Does The Cosmological Constant Problem Exist?

TL;DR

This paper argues that the cosmological constant problem is a misconception rooted in the assumption of a fundamental space-time background, proposing a symmetry-based approach that eliminates the need for dark energy explanations.

Contribution

It introduces a formulation of quantum theory based on Lie algebra symmetries instead of space-time backgrounds, challenging the traditional view of the cosmological constant.

Findings

Quantum theory should be based on symmetry algebras, not space-time backgrounds.

The non-zero cosmological constant reflects de Sitter symmetry, not space-time curvature.

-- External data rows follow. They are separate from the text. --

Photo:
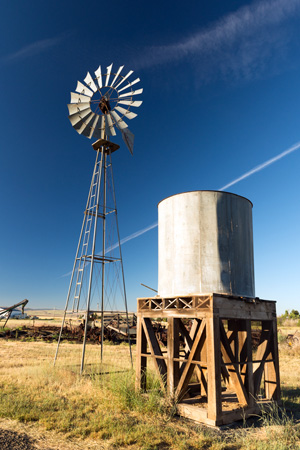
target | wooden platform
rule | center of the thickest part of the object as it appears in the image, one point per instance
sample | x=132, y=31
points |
x=210, y=366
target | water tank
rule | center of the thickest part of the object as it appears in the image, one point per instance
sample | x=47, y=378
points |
x=205, y=244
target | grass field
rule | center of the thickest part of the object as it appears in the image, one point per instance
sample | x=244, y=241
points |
x=101, y=410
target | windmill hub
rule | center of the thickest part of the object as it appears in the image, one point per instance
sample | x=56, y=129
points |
x=104, y=105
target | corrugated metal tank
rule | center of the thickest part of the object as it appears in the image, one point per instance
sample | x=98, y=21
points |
x=205, y=244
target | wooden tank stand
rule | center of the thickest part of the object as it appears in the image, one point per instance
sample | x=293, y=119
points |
x=220, y=363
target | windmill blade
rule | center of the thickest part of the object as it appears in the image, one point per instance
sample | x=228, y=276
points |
x=130, y=103
x=129, y=94
x=128, y=138
x=78, y=98
x=123, y=79
x=99, y=131
x=99, y=77
x=74, y=108
x=82, y=89
x=108, y=74
x=118, y=121
x=129, y=84
x=90, y=82
x=116, y=76
x=85, y=126
x=78, y=117
x=109, y=125
x=126, y=112
x=92, y=125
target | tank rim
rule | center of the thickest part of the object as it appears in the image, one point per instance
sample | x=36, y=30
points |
x=205, y=190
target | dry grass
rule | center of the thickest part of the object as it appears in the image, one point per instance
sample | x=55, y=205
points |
x=61, y=410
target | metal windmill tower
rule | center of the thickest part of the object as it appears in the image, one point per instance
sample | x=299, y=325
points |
x=95, y=110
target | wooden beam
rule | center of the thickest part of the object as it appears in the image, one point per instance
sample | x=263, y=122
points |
x=155, y=351
x=233, y=370
x=189, y=338
x=214, y=390
x=141, y=361
x=263, y=350
x=189, y=367
x=173, y=352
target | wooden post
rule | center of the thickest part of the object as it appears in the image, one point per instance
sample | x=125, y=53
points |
x=272, y=382
x=141, y=361
x=214, y=401
x=173, y=352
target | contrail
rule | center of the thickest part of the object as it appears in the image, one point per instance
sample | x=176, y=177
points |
x=237, y=180
x=122, y=241
x=262, y=166
x=132, y=236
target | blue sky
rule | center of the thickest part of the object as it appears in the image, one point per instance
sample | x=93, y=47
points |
x=221, y=96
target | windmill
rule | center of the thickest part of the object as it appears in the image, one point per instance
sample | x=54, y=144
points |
x=98, y=107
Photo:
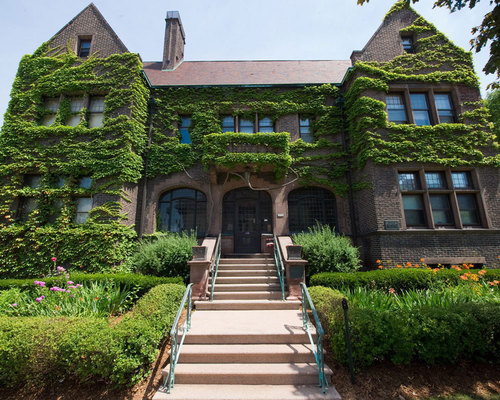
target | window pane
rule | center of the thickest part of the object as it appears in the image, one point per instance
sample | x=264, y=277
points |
x=96, y=104
x=265, y=125
x=468, y=209
x=74, y=120
x=246, y=126
x=95, y=120
x=409, y=181
x=421, y=118
x=48, y=120
x=461, y=180
x=52, y=104
x=435, y=180
x=85, y=182
x=441, y=210
x=228, y=124
x=414, y=210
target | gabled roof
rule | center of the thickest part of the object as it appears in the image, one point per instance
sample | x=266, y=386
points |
x=208, y=73
x=92, y=8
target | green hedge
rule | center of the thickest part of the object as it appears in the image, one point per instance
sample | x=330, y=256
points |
x=428, y=334
x=398, y=279
x=144, y=282
x=44, y=350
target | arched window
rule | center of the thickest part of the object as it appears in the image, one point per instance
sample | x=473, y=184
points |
x=183, y=210
x=310, y=206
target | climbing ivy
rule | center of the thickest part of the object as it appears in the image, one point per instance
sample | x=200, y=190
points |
x=110, y=155
x=436, y=60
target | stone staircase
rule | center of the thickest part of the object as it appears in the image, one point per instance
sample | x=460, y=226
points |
x=247, y=343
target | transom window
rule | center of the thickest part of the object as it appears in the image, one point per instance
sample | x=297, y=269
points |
x=305, y=129
x=184, y=130
x=310, y=206
x=182, y=210
x=439, y=199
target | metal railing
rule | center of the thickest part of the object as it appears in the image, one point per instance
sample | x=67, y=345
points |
x=280, y=267
x=214, y=267
x=175, y=348
x=320, y=335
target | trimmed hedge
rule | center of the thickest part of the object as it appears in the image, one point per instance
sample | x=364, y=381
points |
x=144, y=282
x=428, y=334
x=43, y=350
x=398, y=279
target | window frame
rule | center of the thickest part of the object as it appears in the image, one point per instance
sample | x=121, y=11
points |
x=452, y=194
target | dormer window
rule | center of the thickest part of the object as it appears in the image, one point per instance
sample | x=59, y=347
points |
x=407, y=43
x=84, y=47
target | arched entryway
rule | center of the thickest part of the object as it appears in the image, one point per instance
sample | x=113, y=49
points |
x=246, y=215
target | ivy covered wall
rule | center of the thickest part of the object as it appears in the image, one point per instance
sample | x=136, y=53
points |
x=110, y=155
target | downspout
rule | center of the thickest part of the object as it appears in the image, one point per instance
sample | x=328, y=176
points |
x=152, y=112
x=346, y=145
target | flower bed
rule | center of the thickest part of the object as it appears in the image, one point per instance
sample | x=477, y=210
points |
x=46, y=349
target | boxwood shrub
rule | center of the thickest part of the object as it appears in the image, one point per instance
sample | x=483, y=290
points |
x=398, y=279
x=43, y=350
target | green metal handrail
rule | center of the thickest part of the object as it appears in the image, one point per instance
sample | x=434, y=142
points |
x=320, y=335
x=214, y=267
x=280, y=267
x=175, y=348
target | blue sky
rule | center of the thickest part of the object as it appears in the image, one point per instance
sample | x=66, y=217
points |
x=225, y=29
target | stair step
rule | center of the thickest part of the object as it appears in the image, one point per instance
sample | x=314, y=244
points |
x=251, y=295
x=247, y=327
x=248, y=374
x=251, y=353
x=246, y=279
x=244, y=287
x=243, y=272
x=247, y=392
x=248, y=305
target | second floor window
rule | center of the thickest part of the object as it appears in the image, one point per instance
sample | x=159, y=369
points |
x=266, y=125
x=184, y=130
x=96, y=111
x=305, y=129
x=228, y=124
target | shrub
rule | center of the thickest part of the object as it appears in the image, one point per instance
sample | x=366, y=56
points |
x=398, y=279
x=167, y=256
x=326, y=251
x=41, y=349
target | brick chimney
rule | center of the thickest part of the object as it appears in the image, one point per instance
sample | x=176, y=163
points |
x=175, y=39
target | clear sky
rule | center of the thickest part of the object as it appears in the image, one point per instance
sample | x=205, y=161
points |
x=225, y=29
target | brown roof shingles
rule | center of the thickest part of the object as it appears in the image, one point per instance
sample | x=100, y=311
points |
x=201, y=73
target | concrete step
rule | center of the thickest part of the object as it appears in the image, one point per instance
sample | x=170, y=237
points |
x=245, y=279
x=250, y=353
x=247, y=392
x=242, y=261
x=248, y=266
x=245, y=287
x=246, y=272
x=248, y=305
x=247, y=327
x=251, y=295
x=248, y=374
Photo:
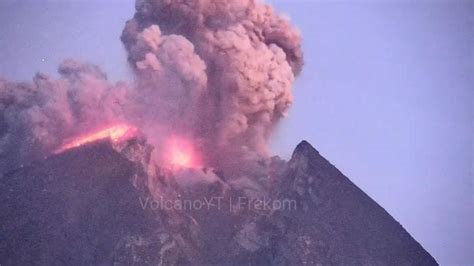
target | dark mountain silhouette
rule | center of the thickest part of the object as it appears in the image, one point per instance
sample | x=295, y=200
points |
x=86, y=207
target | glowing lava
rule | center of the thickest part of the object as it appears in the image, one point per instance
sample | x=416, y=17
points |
x=182, y=153
x=115, y=133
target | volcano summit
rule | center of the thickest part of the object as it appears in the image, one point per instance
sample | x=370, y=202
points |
x=85, y=207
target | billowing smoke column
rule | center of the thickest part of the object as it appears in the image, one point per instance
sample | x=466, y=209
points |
x=35, y=118
x=218, y=73
x=221, y=71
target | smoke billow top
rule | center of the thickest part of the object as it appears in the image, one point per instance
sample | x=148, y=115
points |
x=219, y=73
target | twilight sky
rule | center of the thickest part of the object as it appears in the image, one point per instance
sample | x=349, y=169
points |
x=385, y=95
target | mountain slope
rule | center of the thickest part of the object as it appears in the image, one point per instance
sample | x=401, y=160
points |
x=84, y=207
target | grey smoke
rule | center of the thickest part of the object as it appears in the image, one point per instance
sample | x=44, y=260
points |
x=217, y=72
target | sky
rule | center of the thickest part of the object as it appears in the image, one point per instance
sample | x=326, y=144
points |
x=385, y=95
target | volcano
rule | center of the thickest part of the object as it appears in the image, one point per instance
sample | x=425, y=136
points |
x=91, y=205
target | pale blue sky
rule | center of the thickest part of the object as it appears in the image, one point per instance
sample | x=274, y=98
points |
x=385, y=95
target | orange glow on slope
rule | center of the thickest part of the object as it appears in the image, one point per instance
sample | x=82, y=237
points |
x=182, y=153
x=115, y=133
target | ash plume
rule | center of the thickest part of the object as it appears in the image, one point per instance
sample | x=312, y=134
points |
x=217, y=72
x=36, y=117
x=231, y=64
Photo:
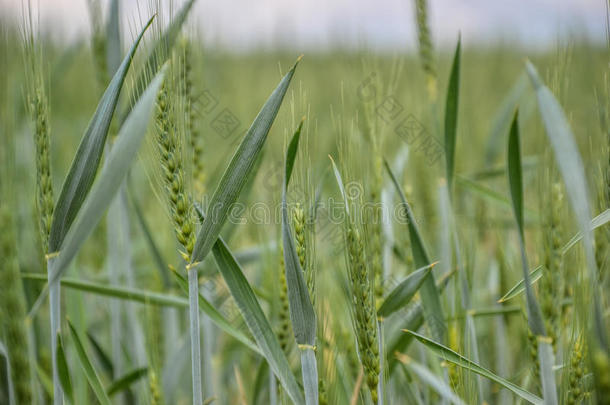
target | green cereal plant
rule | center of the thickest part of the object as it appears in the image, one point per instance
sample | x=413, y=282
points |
x=12, y=301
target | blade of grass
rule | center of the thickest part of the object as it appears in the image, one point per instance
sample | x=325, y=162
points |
x=150, y=241
x=86, y=161
x=491, y=195
x=451, y=115
x=534, y=314
x=125, y=293
x=600, y=220
x=515, y=179
x=413, y=320
x=235, y=175
x=547, y=372
x=518, y=288
x=90, y=372
x=9, y=380
x=449, y=355
x=302, y=313
x=113, y=38
x=255, y=318
x=125, y=381
x=402, y=294
x=572, y=170
x=433, y=311
x=159, y=54
x=64, y=372
x=101, y=355
x=122, y=155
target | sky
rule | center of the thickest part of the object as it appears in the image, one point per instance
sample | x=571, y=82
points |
x=378, y=24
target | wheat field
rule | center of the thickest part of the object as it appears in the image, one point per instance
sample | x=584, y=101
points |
x=184, y=224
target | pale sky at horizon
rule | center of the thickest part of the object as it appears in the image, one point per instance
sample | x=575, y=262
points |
x=382, y=24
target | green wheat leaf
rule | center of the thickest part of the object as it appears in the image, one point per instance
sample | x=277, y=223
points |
x=433, y=311
x=302, y=313
x=449, y=355
x=404, y=292
x=90, y=373
x=451, y=115
x=87, y=158
x=236, y=173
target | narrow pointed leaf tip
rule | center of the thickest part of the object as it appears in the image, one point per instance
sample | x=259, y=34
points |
x=86, y=161
x=451, y=114
x=253, y=315
x=302, y=313
x=235, y=175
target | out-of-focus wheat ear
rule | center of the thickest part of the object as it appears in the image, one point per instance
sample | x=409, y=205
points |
x=12, y=316
x=534, y=314
x=433, y=311
x=577, y=369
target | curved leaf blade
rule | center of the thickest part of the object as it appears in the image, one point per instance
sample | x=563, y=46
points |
x=515, y=180
x=114, y=172
x=302, y=313
x=449, y=355
x=217, y=317
x=436, y=383
x=433, y=311
x=64, y=371
x=518, y=288
x=572, y=170
x=255, y=318
x=404, y=292
x=451, y=114
x=90, y=373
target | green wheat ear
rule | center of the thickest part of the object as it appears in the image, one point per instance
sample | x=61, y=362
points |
x=576, y=373
x=193, y=134
x=39, y=107
x=426, y=48
x=169, y=147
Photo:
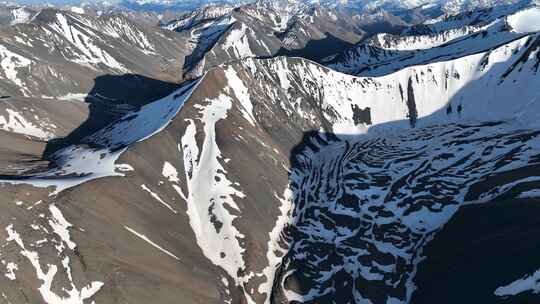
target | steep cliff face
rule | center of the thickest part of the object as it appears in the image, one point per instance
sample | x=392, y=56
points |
x=247, y=180
x=280, y=180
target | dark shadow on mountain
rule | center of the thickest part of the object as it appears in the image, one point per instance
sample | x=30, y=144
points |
x=205, y=43
x=112, y=97
x=316, y=50
x=484, y=246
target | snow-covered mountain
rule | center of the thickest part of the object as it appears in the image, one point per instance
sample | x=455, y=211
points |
x=400, y=171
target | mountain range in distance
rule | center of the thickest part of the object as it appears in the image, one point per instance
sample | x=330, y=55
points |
x=351, y=152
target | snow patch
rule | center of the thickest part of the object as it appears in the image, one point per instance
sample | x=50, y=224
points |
x=526, y=21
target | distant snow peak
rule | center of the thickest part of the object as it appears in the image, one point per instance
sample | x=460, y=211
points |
x=526, y=21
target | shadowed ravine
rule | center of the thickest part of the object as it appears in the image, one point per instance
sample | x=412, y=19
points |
x=365, y=208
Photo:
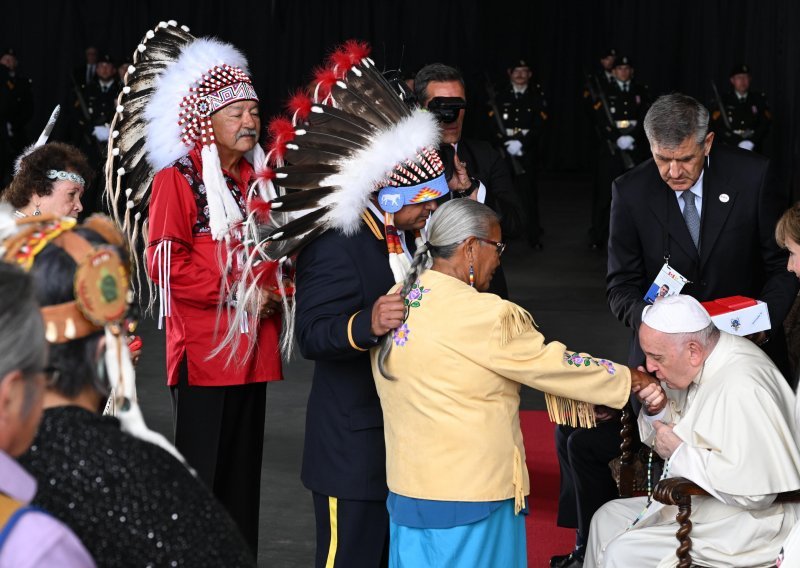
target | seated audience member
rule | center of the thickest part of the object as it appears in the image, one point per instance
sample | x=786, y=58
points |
x=28, y=536
x=449, y=379
x=727, y=423
x=129, y=500
x=50, y=181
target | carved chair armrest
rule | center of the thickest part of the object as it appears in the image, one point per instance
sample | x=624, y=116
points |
x=677, y=491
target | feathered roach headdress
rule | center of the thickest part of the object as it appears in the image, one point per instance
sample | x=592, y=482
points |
x=100, y=303
x=175, y=84
x=349, y=137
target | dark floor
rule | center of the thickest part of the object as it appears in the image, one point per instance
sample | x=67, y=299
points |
x=563, y=286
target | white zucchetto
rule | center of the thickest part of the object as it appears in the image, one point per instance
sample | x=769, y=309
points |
x=676, y=314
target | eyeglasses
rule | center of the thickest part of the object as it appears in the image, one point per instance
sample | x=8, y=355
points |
x=500, y=247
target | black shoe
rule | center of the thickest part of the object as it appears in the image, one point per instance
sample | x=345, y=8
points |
x=570, y=560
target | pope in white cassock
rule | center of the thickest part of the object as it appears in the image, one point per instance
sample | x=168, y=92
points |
x=727, y=424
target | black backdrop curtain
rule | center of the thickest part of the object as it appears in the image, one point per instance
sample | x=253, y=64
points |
x=676, y=46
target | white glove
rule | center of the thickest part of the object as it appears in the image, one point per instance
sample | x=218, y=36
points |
x=625, y=142
x=101, y=132
x=514, y=147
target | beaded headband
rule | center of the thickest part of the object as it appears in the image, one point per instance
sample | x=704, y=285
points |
x=220, y=86
x=62, y=175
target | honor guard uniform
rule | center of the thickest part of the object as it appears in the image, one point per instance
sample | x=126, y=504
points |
x=603, y=76
x=619, y=112
x=94, y=115
x=741, y=117
x=522, y=110
x=16, y=101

The problem is reinterpreted as understanding why Poincare symmetry is an excellent approximation today.

Abstract

We first give simple arguments in favor of the "Zero Constants Party", i.e. that quantum theory should not contain fundamental dimensionful constants at all. Then we argue that quantum theory should proceed not from a space-time background but from a Lie algebra, which is treated as a symmetry algebra. With such a formulation of symmetry, the fact that $\Lambda\neq 0$ means not that the space-time background is curved (since the notion of the space-time background is not physical) but that the symmetry algebra is the de Sitter algebra rather than the Poincare one. In particular, there is no need to involve dark energy or other fields for explaining this fact. As a consequence, instead of the cosmological constant problem we have a problem why nowadays Poincare symmetry is so good approximate symmetry. This is rather a problem of cosmology but not fundamental quantum physics.